The upcoming election is all about jobs. No, it's all about taxes. No, it's all about debt. Well, I guess it depends on who you talk to. The Tea Partiers are all concerned about the debt and lowering taxes. That supposedly will produce more jobs. Only we've tried that for 10 years and it hasn't worked. Lowering taxes is not going to produce any jobs. That's been established. But that amounts to the Republicans' jobs program: lower taxes. Well, how does lower taxes - if it doesn't produce more jobs - affect the national debt. Well, the Republicans have a track record on that too. Lowering taxes increases the debt because there are less revenues coming into the Federal government. George Bush pretty much proved that. In fact the deficit - which is the yearly contribution to the debt - would by and large be eliminated if we just eliminated all the Bush tax cuts - those on the wealthy and those on the middle class.
So let's say we eliminate the Bush tax cuts on everyone. Problem solved at least as far as adding to the debt is concerned. Of course there are other ways of raising additional government revenues which would also eliminate the deficits. Problem is the government as presently constituted doesn't have the political will do do any of them. But one thing is for sure: you can't lower taxes and reduce the debt. And if lowering taxes doesn't produce more jobs, it seems like a no brainer to at least solve the debt problem by raising taxes, not necessarily on the middle class, but somewhere.
Thom Hartmann in his new book Rebooting the American Dream says this:
One way in which the think tanks and the conservative media con the American public is to conflate income taxes for the rich with income taxes for everyone else. And this is the crux of the con job. When Bill Clinton proposed tax increases in 1993, think tanks like Heritage and Cato immediately opposed them with their myths about the negative consequences of tax increases.
Those negative consequences would be a lack of job creation. But we've had low taxes and ... WHERE ARE THE JOBS??!! If job creation is not a consequence of lowered taxes, which has been historically proven, then why not raise taxes on those who can afford to pay? Taxes could be raised on the rich and lowered on the middle class. The $100 billion that corporations park offshore each year, and, consequently, pay no taxes on could be reclaimed by changing the law.

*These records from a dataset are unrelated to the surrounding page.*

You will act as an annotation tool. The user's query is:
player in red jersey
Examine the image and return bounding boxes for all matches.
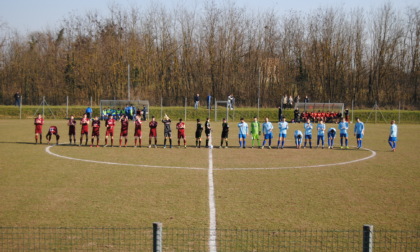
[119,115,129,147]
[104,115,116,147]
[148,116,158,148]
[90,116,101,147]
[134,115,142,147]
[80,113,90,146]
[67,115,76,145]
[176,118,187,148]
[46,125,60,145]
[34,113,44,144]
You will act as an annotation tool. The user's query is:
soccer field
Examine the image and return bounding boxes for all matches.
[0,119,419,231]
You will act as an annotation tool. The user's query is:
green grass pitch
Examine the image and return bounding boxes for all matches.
[0,119,419,230]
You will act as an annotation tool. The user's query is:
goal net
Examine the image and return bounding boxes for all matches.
[100,100,150,120]
[295,102,344,114]
[214,99,234,122]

The middle class has already been pounded by the fact that most income over the last 10 years has gone to the upper income groups resulting in the greatest amount of income and weath inequality since the 1920s.

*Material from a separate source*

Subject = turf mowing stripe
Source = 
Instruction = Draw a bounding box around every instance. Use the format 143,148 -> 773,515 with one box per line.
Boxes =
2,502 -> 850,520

So it's a no brainer to raise taxes on the wealthy to solve the deficit problem at least. Now what about the jobs problem? Right now corporations are being given tax breaks to move jobs out of the US. It's hard to believe but that is government policy. Democrats tried to pass a law changing this, but guess who opposed it? That's right, the Republicans who will do everything in their power to keep the present status quo which favors the big corporations who want to increase profits by offshoring jobs to where they can be performed by cheap labor. So it's patent BS that lowering taxes on corporations will create more jobs in the US when the overriding penchant is for corporations to outsource jobs, and they will continue to do that tax breaks or no tax breaks.

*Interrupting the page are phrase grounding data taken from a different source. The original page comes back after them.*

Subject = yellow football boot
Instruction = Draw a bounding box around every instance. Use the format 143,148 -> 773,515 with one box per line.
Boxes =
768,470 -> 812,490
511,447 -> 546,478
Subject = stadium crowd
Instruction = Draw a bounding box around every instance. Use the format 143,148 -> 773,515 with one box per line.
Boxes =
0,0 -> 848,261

Most big corporations are multinationals. That means they have no allegiance to the US or to American jobs. They will create jobs wherever it's profitable to do so. Right now a lot of American corporations are American in name only; they do most of their business - both in terms of producing and in terms of selling - overseas. So why not change the law to discourage imports that could be produced in the US and give favorable treatment to companies that create jobs in the US. Obviously, the US cannot just be a consumer market for products produced abroad. Stuff must be produced here in order that workers can earn enough money to consume the products they need. The US cannot be just a consumer market for multinational companies.
So how are more jobs in the US to be created? 1) Discouraging imports and encouraging production within the US. 2) Massive government involvement in infrastructure repair and creation. #2 would require government expenditures that would increase debt only if the money is borrowed. However, raising taxes can not only be a solution to solving the debt problem, but it can also be a partial solution to solving the jobs problem without increasing the debt. So why isn't it being proposed by the Democrats? Partly, it's because right wing media has labeled Obama a socialist already for his puny American Recovery and Reinvestment Act which was mainly another tax cut. All this tax cut did was add to the debt. The puny amount that was directed towards saving and creating jobs was not big enough to have a major effect on the unemployment rate although it did some good. What is needed is a massive infrastructure investment program and revenue enhancement in the form of tax increases on those who can afford to pay to fund it.
So there you have it: problem solved, debt stabilized, jobs created. And the way it's solved is to raise taxes on those possessing all the money that's sloshing around in the casino economy and going back to a tax structure similar to what was in effect under Eisenhauer (when the top marginal tax rate was 91%) and Nixon (when the top marginal tax rate was 70%). Not only are the Bush tax cuts ruining the financial solvency of the US government but the Reagan tax cuts are adding to the ruin. But Democrats can hardly run on raising taxes even though they are gaining some traction with the idea of raising taxes on the wealthy but not on the middle class. They need to keep repeating this theme so that the American middle class will deconflate raising taxes with raising taxes on everyone.